Until now, pension payments to Holocaust survivors had been stopped upon their death, but the New York-based Conference on Jewish Material Claims Against Germany said Berlin has now agreed to continue survivors’ pensions for nine months after a death to his or her spouse.
The payment is expected to be granted to some 14,000 spouses retroactively and a total of about 30,000 people are expected to qualify, Claims Conference negotiator Greg Schneider said.
“We have survivors who have been just getting by for many years,” Schneider said in a telephone interview from New York. “This extra nine months of income gives a cushion for the family of the survivor to figure out how to deal with their new circumstances.”
The Claims Conference carries out continuous negotiations with the German government to expand categories of people eligible for compensation for suffering and losses resulting from persecution by the Nazis. Since 1952, Germany has paid more than $80 billion.
The Claims Conference established its own fund in 1963 to also aid the so-called Righteous Gentiles – non-Jews who helped Jews survive the Holocaust – and this year the German government agreed to help fund those payments.
Schneider said there are some 277 Righteous Gentiles still alive today, whose average age is 91, who have indicated that they need financial assistance.
“These are non-Jews who risked their lives and the lives of their families to save Jews during the Holocaust. They literally put their lives at stake to save others,” Schneider said. “Every one of these people should live with the greatest of dignity, so it was important for us to ensure an ongoing funding stream.”
In other negotiations, Germany agreed to increase social welfare service funding for survivors by 44 million euros ($50 million) to a total of 524 million euros ($592 million) for 2020.

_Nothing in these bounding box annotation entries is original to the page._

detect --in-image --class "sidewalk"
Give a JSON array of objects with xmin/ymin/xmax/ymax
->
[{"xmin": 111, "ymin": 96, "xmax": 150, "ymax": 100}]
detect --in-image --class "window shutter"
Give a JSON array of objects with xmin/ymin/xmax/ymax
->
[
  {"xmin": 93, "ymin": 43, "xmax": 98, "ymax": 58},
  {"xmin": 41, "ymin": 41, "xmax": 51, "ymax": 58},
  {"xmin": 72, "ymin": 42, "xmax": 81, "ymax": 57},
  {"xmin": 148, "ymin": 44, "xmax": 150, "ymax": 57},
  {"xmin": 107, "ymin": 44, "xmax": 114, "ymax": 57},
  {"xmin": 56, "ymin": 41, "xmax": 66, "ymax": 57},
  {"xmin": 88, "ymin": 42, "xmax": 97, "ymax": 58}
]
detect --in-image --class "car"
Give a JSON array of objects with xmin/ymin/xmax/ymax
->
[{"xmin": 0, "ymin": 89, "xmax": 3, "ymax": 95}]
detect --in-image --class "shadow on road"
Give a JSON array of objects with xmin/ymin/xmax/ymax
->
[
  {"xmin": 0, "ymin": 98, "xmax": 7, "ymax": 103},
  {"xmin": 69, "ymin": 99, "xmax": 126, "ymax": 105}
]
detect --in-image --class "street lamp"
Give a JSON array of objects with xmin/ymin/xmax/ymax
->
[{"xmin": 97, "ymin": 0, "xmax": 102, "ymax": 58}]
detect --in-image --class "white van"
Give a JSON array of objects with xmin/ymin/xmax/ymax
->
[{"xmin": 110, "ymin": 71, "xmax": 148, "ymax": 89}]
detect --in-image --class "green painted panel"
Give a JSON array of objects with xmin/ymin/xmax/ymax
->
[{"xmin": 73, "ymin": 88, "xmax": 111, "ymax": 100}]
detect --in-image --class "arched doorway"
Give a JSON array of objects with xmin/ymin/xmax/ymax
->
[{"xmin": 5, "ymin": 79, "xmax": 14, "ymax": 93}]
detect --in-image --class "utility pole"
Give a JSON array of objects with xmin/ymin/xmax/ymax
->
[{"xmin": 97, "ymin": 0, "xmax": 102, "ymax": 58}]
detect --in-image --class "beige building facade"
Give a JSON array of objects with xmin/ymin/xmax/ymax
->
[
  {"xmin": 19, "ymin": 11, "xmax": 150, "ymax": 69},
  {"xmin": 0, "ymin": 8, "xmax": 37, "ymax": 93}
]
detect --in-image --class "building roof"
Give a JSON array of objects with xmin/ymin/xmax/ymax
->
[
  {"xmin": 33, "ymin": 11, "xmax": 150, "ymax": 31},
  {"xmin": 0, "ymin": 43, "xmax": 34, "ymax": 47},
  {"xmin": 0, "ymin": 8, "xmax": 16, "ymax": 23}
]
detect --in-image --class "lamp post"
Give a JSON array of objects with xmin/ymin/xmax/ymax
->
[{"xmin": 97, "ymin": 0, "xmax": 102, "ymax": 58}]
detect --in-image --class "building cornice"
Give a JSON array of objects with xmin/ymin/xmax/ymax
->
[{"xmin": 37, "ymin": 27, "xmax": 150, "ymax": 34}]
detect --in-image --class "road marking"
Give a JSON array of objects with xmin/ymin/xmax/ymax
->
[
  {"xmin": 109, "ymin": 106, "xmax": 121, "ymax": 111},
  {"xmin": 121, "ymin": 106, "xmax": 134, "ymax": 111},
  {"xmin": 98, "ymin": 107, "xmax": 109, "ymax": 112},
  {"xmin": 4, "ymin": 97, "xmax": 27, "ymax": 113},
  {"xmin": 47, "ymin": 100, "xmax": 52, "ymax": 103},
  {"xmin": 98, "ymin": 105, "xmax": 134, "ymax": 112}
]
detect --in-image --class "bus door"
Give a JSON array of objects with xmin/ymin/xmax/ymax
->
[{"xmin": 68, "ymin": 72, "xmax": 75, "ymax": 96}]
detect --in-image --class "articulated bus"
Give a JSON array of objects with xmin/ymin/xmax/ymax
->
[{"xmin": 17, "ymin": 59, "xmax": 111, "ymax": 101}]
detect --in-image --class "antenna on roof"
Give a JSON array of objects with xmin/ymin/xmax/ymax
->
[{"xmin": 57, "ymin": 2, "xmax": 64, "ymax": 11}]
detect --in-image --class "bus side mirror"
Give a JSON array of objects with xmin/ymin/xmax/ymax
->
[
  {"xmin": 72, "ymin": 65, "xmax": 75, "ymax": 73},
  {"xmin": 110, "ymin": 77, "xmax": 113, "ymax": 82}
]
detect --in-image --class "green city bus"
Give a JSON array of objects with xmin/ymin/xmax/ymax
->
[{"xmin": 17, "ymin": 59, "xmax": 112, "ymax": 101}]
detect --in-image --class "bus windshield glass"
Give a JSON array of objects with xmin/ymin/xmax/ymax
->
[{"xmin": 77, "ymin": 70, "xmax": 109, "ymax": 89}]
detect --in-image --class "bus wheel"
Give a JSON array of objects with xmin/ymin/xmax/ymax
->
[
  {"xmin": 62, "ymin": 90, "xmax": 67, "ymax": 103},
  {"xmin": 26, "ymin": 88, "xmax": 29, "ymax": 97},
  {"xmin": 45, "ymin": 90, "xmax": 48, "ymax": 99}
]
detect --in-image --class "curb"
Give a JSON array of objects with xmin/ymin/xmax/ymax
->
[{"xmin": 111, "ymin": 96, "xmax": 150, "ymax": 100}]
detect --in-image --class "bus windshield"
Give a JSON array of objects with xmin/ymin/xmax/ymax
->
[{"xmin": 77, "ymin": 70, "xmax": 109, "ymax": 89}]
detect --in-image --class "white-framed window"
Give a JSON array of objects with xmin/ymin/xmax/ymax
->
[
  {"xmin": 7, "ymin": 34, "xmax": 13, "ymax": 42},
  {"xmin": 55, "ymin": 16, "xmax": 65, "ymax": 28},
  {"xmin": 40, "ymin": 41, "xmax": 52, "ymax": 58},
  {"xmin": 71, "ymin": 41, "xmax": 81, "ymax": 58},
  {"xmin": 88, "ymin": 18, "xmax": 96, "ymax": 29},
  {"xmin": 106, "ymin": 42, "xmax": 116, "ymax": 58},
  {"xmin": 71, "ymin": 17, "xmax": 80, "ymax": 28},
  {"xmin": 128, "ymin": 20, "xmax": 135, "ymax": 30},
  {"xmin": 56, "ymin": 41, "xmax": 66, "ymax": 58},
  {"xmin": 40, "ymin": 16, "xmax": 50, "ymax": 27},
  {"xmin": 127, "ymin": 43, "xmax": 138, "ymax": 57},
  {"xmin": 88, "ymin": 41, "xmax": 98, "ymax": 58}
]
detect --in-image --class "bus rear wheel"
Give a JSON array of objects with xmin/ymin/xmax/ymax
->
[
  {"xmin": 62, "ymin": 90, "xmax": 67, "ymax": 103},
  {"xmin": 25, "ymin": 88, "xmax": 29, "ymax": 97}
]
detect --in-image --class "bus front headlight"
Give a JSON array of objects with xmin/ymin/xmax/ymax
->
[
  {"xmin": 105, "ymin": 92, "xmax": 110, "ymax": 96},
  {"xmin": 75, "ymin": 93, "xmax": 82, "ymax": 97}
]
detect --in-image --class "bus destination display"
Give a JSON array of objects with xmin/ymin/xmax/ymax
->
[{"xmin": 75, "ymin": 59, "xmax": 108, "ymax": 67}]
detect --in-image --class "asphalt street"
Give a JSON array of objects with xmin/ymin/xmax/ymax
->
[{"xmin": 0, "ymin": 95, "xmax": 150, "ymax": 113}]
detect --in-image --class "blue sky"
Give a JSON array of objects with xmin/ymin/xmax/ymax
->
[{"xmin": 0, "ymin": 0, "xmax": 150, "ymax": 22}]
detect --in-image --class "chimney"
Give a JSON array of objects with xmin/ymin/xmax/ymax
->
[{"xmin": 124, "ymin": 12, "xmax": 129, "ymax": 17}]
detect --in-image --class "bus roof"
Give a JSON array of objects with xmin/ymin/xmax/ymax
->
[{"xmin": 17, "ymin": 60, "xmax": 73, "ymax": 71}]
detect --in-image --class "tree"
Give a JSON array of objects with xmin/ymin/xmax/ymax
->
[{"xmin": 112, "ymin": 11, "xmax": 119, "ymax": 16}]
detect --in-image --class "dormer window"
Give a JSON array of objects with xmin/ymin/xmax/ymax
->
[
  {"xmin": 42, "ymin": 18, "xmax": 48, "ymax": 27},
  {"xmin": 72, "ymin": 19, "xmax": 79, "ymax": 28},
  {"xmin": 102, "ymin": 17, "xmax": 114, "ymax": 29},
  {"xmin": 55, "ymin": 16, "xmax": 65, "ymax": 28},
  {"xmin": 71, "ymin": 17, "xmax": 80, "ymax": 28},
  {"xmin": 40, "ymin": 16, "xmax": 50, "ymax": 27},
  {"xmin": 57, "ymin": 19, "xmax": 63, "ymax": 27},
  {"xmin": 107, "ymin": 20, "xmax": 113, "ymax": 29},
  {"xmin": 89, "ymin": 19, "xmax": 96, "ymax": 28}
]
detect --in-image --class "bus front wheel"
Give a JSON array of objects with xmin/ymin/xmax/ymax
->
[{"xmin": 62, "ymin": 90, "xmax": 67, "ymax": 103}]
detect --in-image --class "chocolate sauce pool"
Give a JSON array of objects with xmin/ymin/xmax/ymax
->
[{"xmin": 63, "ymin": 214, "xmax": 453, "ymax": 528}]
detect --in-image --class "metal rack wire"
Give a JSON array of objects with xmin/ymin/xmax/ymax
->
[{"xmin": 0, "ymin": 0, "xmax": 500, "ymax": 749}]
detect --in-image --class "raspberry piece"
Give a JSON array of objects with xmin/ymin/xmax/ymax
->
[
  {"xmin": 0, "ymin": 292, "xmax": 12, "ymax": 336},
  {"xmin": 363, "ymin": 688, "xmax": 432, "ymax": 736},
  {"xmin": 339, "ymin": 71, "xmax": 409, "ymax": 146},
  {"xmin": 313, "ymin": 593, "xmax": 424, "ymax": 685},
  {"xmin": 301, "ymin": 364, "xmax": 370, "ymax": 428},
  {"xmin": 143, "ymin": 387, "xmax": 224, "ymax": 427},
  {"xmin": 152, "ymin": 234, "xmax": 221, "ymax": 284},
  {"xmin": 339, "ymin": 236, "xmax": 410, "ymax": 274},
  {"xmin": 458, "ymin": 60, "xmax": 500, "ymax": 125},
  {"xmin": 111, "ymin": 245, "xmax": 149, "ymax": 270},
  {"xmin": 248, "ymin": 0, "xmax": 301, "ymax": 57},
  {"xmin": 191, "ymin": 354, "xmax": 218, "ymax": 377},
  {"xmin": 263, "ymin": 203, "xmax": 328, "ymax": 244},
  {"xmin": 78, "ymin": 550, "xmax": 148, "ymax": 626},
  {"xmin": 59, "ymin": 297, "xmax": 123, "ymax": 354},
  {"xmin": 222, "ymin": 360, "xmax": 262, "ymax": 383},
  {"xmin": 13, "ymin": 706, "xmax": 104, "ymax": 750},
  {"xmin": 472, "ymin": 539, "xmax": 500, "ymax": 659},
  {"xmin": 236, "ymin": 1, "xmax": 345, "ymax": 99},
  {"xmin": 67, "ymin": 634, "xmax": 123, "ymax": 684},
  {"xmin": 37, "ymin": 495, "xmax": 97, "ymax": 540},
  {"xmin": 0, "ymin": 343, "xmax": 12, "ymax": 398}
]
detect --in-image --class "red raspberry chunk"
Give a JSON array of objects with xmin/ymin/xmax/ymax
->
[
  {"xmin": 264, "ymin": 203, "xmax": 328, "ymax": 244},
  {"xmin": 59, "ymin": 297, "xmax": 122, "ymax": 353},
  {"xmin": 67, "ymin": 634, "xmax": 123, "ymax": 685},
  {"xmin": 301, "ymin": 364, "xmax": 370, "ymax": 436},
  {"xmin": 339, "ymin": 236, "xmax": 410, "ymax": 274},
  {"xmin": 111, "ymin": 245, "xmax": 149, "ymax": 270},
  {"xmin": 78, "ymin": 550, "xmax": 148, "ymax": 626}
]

Those funds go to welfare groups that help Holocaust survivors with a range of services, including psychological counseling and in-home care. Some 132,000 victims of the Nazis currently receive such assistance.
The new payments for spouses of survivors would fall into this category but the costs have not yet been determined to add to the 2020 figure.
Germany has also agreed to increase direct compensation pensions, which are specific payments for a person’s particular suffering that go to some 60,000 survivors in 83 countries.
Pensions were increased from 415 euros ($469) a month to 446 euros ($504) retroactive to Jan. 1 as of Monday, then will increase to 513 euros ($579) a month on Jan. 1, 2020, and 580 euros ($655) a month on Jan. 1, 2021.
In all, the Claims Conference expects to distribute 340 million euros ($384 million) in direct compensation pensions in 2020 – a total of 864 million euros ($976 million) from Germany when combined with the social welfare payments.